Bütün ressamlara açık bir yarışma düzenlenir. Yarışma değil de adeta bir festival. Belirlenen tarihte yapılan resimler sergilenecek ve bir hayır kurumu adına satışa sunulacak. Yapılacak resimler içinde bir konu belirlenmiş: HUZUR. Ressamlar resimlerinde Huzuru canlandıracaklarmış.

Pek çok sanatçı bu organizasyona katılmış ve gelen tablolar davetlilerin görüşüne sunulmuş. Neler yokmuş neler. Genellikle doğa görüntüleri ön plana çıkıyormuş.

Yemyeşil ormanlar, sakin sakin akan dereler, deniz kenarında kumdan kuleler yapan çocuklar. Rengarenk çiçeklerin açtığı bahçe içindeki kameriyede karşılıklı oturmuş kahve içen yaşlı çift.

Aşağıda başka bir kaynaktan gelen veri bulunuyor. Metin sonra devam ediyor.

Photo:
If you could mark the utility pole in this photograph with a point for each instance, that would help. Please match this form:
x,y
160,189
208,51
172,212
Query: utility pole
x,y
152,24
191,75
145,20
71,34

Bir başka tablo sakin sularıyla bir göl resmi, üzerine çevresindeki dağların gölgesi düşmüş, gökyüzünün mavisi vurmuş. Kıyısına dikkatle bakınca bir kulübe görülüyormuş. Bir penceresi de açık olan bu şirin yapının bacasından ince bir duman yükseliyor ve içerdeki yaşamı yansıtıyormuş.

Bu tabloyu önemli bir bağış yaparak satın alan sanatsever, beraber geldiği saygın bilge kişinin satın aldığı tabloyu merak etmiş.  Baktığında merakı daha çok artmış. Oldukça ilginç bir resimmiş. Ön planda dağlar varmış ama dik ve keskin kayalıklardan oluşmuş ürküntü veren dağlar. Gökyüzü ise kara bulutlarla kaplıymış. Şimşekler ve yağan sağanak yağmur kapkaranlık bir hava yaratmış. Diğerlerinden çok farklı imiş.

Şaşkınlığını gizleyemeyen bilge adamın arkadaşı sormuş: “Üstat huzur bunun neresinde?” Yaşlı adam bakmış, gülümsemiş, elini kaldırıp parmağını bir noktaya yöneltmiş “burada” demiş. İşaret ettiği yerde sarp kayalıkların arasındaki bir oyukta küçük bir kuş yuvası varmış. O korkunç fırtınanın içinde bir sığırcık o yuvada sakince oturuyormuş.

Bilge adam devam etmiş “ Huzur her türlü gürültüden, zorluklardan uzakta bulduğumuz şey değildir. Huzur en kötü ve zor durumlarda bile sakin olabilme ve bunu koruyabilmenin yoludur. Gerçek huzur işte budur.”

Buda da diyor k: Gürültü ve patırtının ortasında sükunetle dolaş. Sessizliğin içinde huzur bulduğunu unutma.

Huzurlu olmak için Dale Carnegie’nin şu sözünü de unutmayalım; Eğer yarım asırlık hayat bana bir şey öğretmişse şunu öğretmiştir, huzuru size kendinizden başka kimse sağlayamaz.